Rethinking Common Sense
An old philosophical tradition took common sense to be the place where all our modalities come together — where touch, taste and vision united in the mind to form a multimodal iconic model of the external world. For AI researchers operating in the 20th century, it was more common to think of a giant written encyclopedia, where our beliefs were written down in cross-referencing sentences — a database of logical representations.
But in either case, it required someone to consult these models or databases, a central reasoner who would pick out what matters in the models or databases (or both) to figure it all out. It is no surprise people struggled with creating common-sense AI since it seemed you’d need both a system that could know everything but also know how to access all the relevant stuff when solving a common-sense puzzle.

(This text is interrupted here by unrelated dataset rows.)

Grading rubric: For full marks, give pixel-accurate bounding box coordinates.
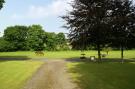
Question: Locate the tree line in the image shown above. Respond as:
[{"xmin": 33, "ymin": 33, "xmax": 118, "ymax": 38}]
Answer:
[
  {"xmin": 62, "ymin": 0, "xmax": 135, "ymax": 61},
  {"xmin": 0, "ymin": 25, "xmax": 69, "ymax": 52}
]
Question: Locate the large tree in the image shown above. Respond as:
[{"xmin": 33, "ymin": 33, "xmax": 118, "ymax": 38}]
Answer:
[
  {"xmin": 111, "ymin": 0, "xmax": 135, "ymax": 62},
  {"xmin": 62, "ymin": 0, "xmax": 114, "ymax": 60},
  {"xmin": 4, "ymin": 26, "xmax": 28, "ymax": 51},
  {"xmin": 62, "ymin": 0, "xmax": 135, "ymax": 60},
  {"xmin": 27, "ymin": 25, "xmax": 46, "ymax": 51}
]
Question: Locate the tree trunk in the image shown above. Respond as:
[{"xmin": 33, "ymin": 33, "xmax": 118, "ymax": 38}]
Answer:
[
  {"xmin": 121, "ymin": 44, "xmax": 124, "ymax": 63},
  {"xmin": 97, "ymin": 43, "xmax": 102, "ymax": 62}
]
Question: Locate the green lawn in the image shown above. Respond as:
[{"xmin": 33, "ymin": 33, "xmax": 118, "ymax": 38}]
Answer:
[
  {"xmin": 68, "ymin": 62, "xmax": 135, "ymax": 89},
  {"xmin": 0, "ymin": 60, "xmax": 42, "ymax": 89},
  {"xmin": 0, "ymin": 50, "xmax": 135, "ymax": 59}
]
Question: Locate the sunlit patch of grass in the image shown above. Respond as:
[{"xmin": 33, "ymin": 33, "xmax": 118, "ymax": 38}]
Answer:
[
  {"xmin": 68, "ymin": 62, "xmax": 135, "ymax": 89},
  {"xmin": 0, "ymin": 61, "xmax": 43, "ymax": 89}
]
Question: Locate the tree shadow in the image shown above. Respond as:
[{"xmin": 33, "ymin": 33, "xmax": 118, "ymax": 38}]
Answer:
[
  {"xmin": 65, "ymin": 57, "xmax": 135, "ymax": 62},
  {"xmin": 68, "ymin": 59, "xmax": 135, "ymax": 89},
  {"xmin": 0, "ymin": 56, "xmax": 30, "ymax": 62}
]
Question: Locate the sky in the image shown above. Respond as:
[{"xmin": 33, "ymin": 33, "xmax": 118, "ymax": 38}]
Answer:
[{"xmin": 0, "ymin": 0, "xmax": 72, "ymax": 36}]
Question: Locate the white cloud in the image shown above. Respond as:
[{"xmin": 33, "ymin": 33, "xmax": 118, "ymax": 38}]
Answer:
[{"xmin": 12, "ymin": 0, "xmax": 73, "ymax": 19}]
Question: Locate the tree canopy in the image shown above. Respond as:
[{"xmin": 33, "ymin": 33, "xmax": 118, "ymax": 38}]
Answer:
[
  {"xmin": 62, "ymin": 0, "xmax": 135, "ymax": 60},
  {"xmin": 0, "ymin": 25, "xmax": 69, "ymax": 52}
]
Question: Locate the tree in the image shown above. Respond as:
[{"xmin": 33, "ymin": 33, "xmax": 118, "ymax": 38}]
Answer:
[
  {"xmin": 4, "ymin": 26, "xmax": 28, "ymax": 51},
  {"xmin": 0, "ymin": 0, "xmax": 5, "ymax": 9},
  {"xmin": 27, "ymin": 25, "xmax": 46, "ymax": 51},
  {"xmin": 45, "ymin": 32, "xmax": 57, "ymax": 51},
  {"xmin": 0, "ymin": 37, "xmax": 15, "ymax": 52},
  {"xmin": 62, "ymin": 0, "xmax": 114, "ymax": 61},
  {"xmin": 56, "ymin": 33, "xmax": 67, "ymax": 50},
  {"xmin": 111, "ymin": 0, "xmax": 135, "ymax": 62}
]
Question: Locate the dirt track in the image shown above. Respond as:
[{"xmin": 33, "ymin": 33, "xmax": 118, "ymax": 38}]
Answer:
[{"xmin": 24, "ymin": 61, "xmax": 79, "ymax": 89}]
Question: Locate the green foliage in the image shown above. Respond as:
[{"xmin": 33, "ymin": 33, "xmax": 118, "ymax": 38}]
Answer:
[
  {"xmin": 0, "ymin": 38, "xmax": 16, "ymax": 52},
  {"xmin": 62, "ymin": 0, "xmax": 135, "ymax": 60},
  {"xmin": 4, "ymin": 26, "xmax": 28, "ymax": 51},
  {"xmin": 27, "ymin": 25, "xmax": 46, "ymax": 51},
  {"xmin": 0, "ymin": 25, "xmax": 69, "ymax": 52},
  {"xmin": 45, "ymin": 32, "xmax": 69, "ymax": 51}
]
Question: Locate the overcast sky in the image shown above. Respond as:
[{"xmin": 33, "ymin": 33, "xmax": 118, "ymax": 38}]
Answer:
[{"xmin": 0, "ymin": 0, "xmax": 71, "ymax": 36}]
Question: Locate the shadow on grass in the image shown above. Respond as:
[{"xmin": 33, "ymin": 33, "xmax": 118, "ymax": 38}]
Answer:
[
  {"xmin": 65, "ymin": 57, "xmax": 135, "ymax": 63},
  {"xmin": 0, "ymin": 56, "xmax": 30, "ymax": 62},
  {"xmin": 68, "ymin": 59, "xmax": 135, "ymax": 89}
]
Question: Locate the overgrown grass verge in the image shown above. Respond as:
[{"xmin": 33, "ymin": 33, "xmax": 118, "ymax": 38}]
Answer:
[{"xmin": 68, "ymin": 62, "xmax": 135, "ymax": 89}]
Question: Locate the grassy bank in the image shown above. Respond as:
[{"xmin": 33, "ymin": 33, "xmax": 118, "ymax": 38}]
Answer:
[
  {"xmin": 0, "ymin": 50, "xmax": 135, "ymax": 59},
  {"xmin": 68, "ymin": 62, "xmax": 135, "ymax": 89},
  {"xmin": 0, "ymin": 60, "xmax": 42, "ymax": 89}
]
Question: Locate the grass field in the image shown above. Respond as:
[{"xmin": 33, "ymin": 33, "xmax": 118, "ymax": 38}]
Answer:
[
  {"xmin": 68, "ymin": 62, "xmax": 135, "ymax": 89},
  {"xmin": 0, "ymin": 50, "xmax": 135, "ymax": 89},
  {"xmin": 0, "ymin": 60, "xmax": 42, "ymax": 89},
  {"xmin": 0, "ymin": 50, "xmax": 135, "ymax": 59}
]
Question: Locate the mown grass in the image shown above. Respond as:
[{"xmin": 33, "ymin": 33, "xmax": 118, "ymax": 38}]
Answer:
[
  {"xmin": 68, "ymin": 62, "xmax": 135, "ymax": 89},
  {"xmin": 0, "ymin": 60, "xmax": 42, "ymax": 89},
  {"xmin": 0, "ymin": 50, "xmax": 135, "ymax": 59}
]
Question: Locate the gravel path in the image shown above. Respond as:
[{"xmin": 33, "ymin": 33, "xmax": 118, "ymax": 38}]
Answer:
[{"xmin": 24, "ymin": 60, "xmax": 79, "ymax": 89}]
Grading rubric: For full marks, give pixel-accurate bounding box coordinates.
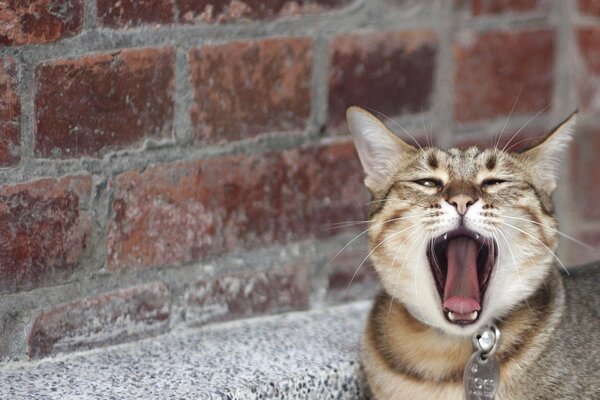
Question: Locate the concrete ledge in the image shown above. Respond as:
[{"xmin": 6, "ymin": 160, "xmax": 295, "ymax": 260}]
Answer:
[{"xmin": 0, "ymin": 302, "xmax": 369, "ymax": 400}]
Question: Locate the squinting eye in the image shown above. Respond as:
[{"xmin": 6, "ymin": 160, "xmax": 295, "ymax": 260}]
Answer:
[
  {"xmin": 414, "ymin": 179, "xmax": 442, "ymax": 188},
  {"xmin": 481, "ymin": 179, "xmax": 506, "ymax": 187}
]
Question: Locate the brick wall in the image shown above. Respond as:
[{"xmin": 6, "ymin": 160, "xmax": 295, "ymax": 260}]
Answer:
[{"xmin": 0, "ymin": 0, "xmax": 600, "ymax": 360}]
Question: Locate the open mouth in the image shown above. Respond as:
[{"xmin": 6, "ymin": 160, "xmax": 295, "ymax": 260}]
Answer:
[{"xmin": 427, "ymin": 228, "xmax": 498, "ymax": 325}]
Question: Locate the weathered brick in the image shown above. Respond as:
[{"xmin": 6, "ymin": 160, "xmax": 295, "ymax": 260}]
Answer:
[
  {"xmin": 561, "ymin": 230, "xmax": 600, "ymax": 266},
  {"xmin": 577, "ymin": 26, "xmax": 600, "ymax": 114},
  {"xmin": 577, "ymin": 0, "xmax": 600, "ymax": 17},
  {"xmin": 577, "ymin": 27, "xmax": 600, "ymax": 74},
  {"xmin": 97, "ymin": 0, "xmax": 175, "ymax": 28},
  {"xmin": 323, "ymin": 239, "xmax": 379, "ymax": 304},
  {"xmin": 455, "ymin": 0, "xmax": 543, "ymax": 15},
  {"xmin": 190, "ymin": 38, "xmax": 312, "ymax": 142},
  {"xmin": 329, "ymin": 31, "xmax": 437, "ymax": 127},
  {"xmin": 185, "ymin": 264, "xmax": 311, "ymax": 325},
  {"xmin": 0, "ymin": 177, "xmax": 92, "ymax": 293},
  {"xmin": 0, "ymin": 58, "xmax": 21, "ymax": 167},
  {"xmin": 106, "ymin": 142, "xmax": 367, "ymax": 271},
  {"xmin": 28, "ymin": 283, "xmax": 171, "ymax": 358},
  {"xmin": 453, "ymin": 126, "xmax": 548, "ymax": 152},
  {"xmin": 454, "ymin": 29, "xmax": 555, "ymax": 122},
  {"xmin": 177, "ymin": 0, "xmax": 352, "ymax": 23},
  {"xmin": 0, "ymin": 0, "xmax": 83, "ymax": 46},
  {"xmin": 571, "ymin": 126, "xmax": 600, "ymax": 219},
  {"xmin": 35, "ymin": 48, "xmax": 175, "ymax": 158}
]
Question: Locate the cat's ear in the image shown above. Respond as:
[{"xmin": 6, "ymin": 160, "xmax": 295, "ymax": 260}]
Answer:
[
  {"xmin": 346, "ymin": 107, "xmax": 416, "ymax": 192},
  {"xmin": 522, "ymin": 111, "xmax": 577, "ymax": 194}
]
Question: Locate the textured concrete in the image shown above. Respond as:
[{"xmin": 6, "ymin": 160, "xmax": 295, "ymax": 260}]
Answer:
[{"xmin": 0, "ymin": 302, "xmax": 369, "ymax": 400}]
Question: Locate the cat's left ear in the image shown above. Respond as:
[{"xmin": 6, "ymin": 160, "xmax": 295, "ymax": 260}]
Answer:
[
  {"xmin": 346, "ymin": 106, "xmax": 416, "ymax": 193},
  {"xmin": 521, "ymin": 111, "xmax": 577, "ymax": 194}
]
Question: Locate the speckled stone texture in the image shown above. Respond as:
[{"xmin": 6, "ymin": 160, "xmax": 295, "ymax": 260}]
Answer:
[{"xmin": 0, "ymin": 302, "xmax": 369, "ymax": 400}]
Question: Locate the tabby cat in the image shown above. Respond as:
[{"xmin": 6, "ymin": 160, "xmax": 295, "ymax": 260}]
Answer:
[{"xmin": 347, "ymin": 107, "xmax": 600, "ymax": 400}]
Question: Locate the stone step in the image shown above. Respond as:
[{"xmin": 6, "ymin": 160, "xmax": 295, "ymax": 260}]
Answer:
[{"xmin": 0, "ymin": 302, "xmax": 369, "ymax": 400}]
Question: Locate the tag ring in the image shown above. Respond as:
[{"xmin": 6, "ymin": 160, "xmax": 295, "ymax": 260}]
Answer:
[{"xmin": 473, "ymin": 324, "xmax": 500, "ymax": 360}]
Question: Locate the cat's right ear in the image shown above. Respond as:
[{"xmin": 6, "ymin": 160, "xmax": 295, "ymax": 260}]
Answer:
[{"xmin": 346, "ymin": 106, "xmax": 417, "ymax": 192}]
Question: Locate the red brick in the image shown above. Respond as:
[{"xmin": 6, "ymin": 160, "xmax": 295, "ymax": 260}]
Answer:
[
  {"xmin": 28, "ymin": 283, "xmax": 171, "ymax": 358},
  {"xmin": 455, "ymin": 0, "xmax": 542, "ymax": 15},
  {"xmin": 190, "ymin": 38, "xmax": 312, "ymax": 142},
  {"xmin": 329, "ymin": 31, "xmax": 437, "ymax": 126},
  {"xmin": 177, "ymin": 0, "xmax": 351, "ymax": 23},
  {"xmin": 577, "ymin": 27, "xmax": 600, "ymax": 74},
  {"xmin": 106, "ymin": 142, "xmax": 367, "ymax": 271},
  {"xmin": 453, "ymin": 126, "xmax": 548, "ymax": 152},
  {"xmin": 0, "ymin": 177, "xmax": 92, "ymax": 293},
  {"xmin": 97, "ymin": 0, "xmax": 175, "ymax": 28},
  {"xmin": 0, "ymin": 0, "xmax": 83, "ymax": 46},
  {"xmin": 35, "ymin": 48, "xmax": 175, "ymax": 158},
  {"xmin": 561, "ymin": 230, "xmax": 600, "ymax": 266},
  {"xmin": 577, "ymin": 27, "xmax": 600, "ymax": 114},
  {"xmin": 0, "ymin": 58, "xmax": 21, "ymax": 167},
  {"xmin": 185, "ymin": 264, "xmax": 311, "ymax": 325},
  {"xmin": 571, "ymin": 126, "xmax": 600, "ymax": 219},
  {"xmin": 454, "ymin": 29, "xmax": 555, "ymax": 122},
  {"xmin": 577, "ymin": 0, "xmax": 600, "ymax": 17},
  {"xmin": 324, "ymin": 242, "xmax": 379, "ymax": 304}
]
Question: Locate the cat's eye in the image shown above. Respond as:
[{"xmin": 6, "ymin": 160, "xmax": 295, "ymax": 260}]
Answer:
[
  {"xmin": 414, "ymin": 178, "xmax": 442, "ymax": 188},
  {"xmin": 481, "ymin": 179, "xmax": 506, "ymax": 187}
]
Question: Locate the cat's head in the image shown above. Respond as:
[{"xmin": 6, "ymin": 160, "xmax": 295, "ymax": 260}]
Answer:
[{"xmin": 347, "ymin": 107, "xmax": 575, "ymax": 335}]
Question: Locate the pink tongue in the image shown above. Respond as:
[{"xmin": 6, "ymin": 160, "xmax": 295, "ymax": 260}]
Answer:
[{"xmin": 443, "ymin": 237, "xmax": 481, "ymax": 318}]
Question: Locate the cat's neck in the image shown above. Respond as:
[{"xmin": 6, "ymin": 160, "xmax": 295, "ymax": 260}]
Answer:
[{"xmin": 365, "ymin": 270, "xmax": 564, "ymax": 383}]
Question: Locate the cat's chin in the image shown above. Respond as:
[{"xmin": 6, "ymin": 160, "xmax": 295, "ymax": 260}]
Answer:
[{"xmin": 427, "ymin": 227, "xmax": 498, "ymax": 333}]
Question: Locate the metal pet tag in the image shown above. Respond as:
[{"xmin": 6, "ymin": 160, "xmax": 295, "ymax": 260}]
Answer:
[
  {"xmin": 463, "ymin": 324, "xmax": 500, "ymax": 400},
  {"xmin": 463, "ymin": 351, "xmax": 500, "ymax": 400}
]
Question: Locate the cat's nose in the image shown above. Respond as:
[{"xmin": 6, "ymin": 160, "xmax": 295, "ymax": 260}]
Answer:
[{"xmin": 448, "ymin": 194, "xmax": 475, "ymax": 217}]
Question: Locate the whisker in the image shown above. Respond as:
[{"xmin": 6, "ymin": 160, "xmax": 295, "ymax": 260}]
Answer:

But when normal people talk of common sense, it tends to be because someone lacks it — someone behaving awkwardly or saying stupid things. When we ascribe common sense, it is to people who behave normally — people who have the skills and know-how to navigate the world. This model of common sense is less like the logical and iconic versions, where it is expected common sense is some giant body of knowledge in the brain, and instead hews closer to what we see in distributed representations.
Neural networks often generate a distributed representation that captures the right way to understand and act given a specific task. Multimodal neural networks allow these distributed representations to become much more robust. In CLIP and DALL-E’s case, the rich connections between logical and iconic representations provide them with a background familiarity about the world — discerning not just how words hang together but also what they imply about what things look like.
This approach to understanding makes more sense from an evolutionary perspective: let each species come up with the appropriate representations relative to its body, modalities and skills. What is meaningful to each species is relative to the world they inhabit, and what isn’t meaningful just doesn’t need to be represented. The common sense of a dog is its ability to do lots of dog-like things well, but there certainly isn’t any central reasoner inside a dog, or any database of language-like sentences specifying their beliefs and desires. A species represents its world in terms of how it should respond, and leaves the rest unrepresented.
This more modest take on common sense has implications for supposed worries about superintelligent machines hoovering up vast amounts of data — perhaps the encyclopedia of beliefs or the model of everything — which then leads to an omnicompetent general reasoner. But CLIP and DALL-E demonstrate that this is backwards: doing precedes knowing, and what we need to do determines what we know. Any representation of the world — logical, iconic or distributed — involves an assumption about what does and does not matter; you don’t take a picture of a sound. Humans know a lot because they do a lot — not vice-versa.
Machine understanding is not an all-or-nothing matter. Machines will continue to understand more through the piecemeal accumulation of skills that expand what they can do. This means artificial general intelligence won’t look like what we thought, but will likely be similar to us — a bundle of skills with rough-and-ready representations of what it needs to know to accomplish its various tasks. There is no more to general intelligence than that.